Gene expression for genes important for glucose metabolism (PDHB and PDHX) and the transfer of pyruvate from the cytosol to the mitochondria for continued oxidation within the tricarboxylic acid cycle and oxidative phosphorylation pathways (MPC1 and MPC2). The expression in the long-term exercise training cohort was significantly higher compared with those in the short-term exercise training cohort and at baseline (untrained limb) for PDHB, PDHX, MPC1, and MPC2. *P value < 0.05 from a mixed model ANOVA.

Fig. 5.

Gene expression for genes important for tricarboxylic acid cycle (SDHA and SDHB) and oxidative phosphorylation (NDUFA2 and NDUFB1).

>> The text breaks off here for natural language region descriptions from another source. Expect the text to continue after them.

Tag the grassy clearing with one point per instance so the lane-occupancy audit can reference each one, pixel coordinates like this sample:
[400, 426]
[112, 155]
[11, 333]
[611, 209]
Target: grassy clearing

The expression in the long-term exercise training cohort was significantly higher compared with those in the short-term exercise training cohort and at baseline (untrained limb) for SDHA, SDHB, NDUFA2, and NDUFB1. *P value < 0.05 from a mixed-model ANOVA.

Fig. 6.

The median demethylation after long-term exercise training across all CpG sites for the potent transcription regulator PGC1α in people with SCI at baseline and after long-term exercise training using electrical muscle stimulation. *P value < 0.05 from a paired t test.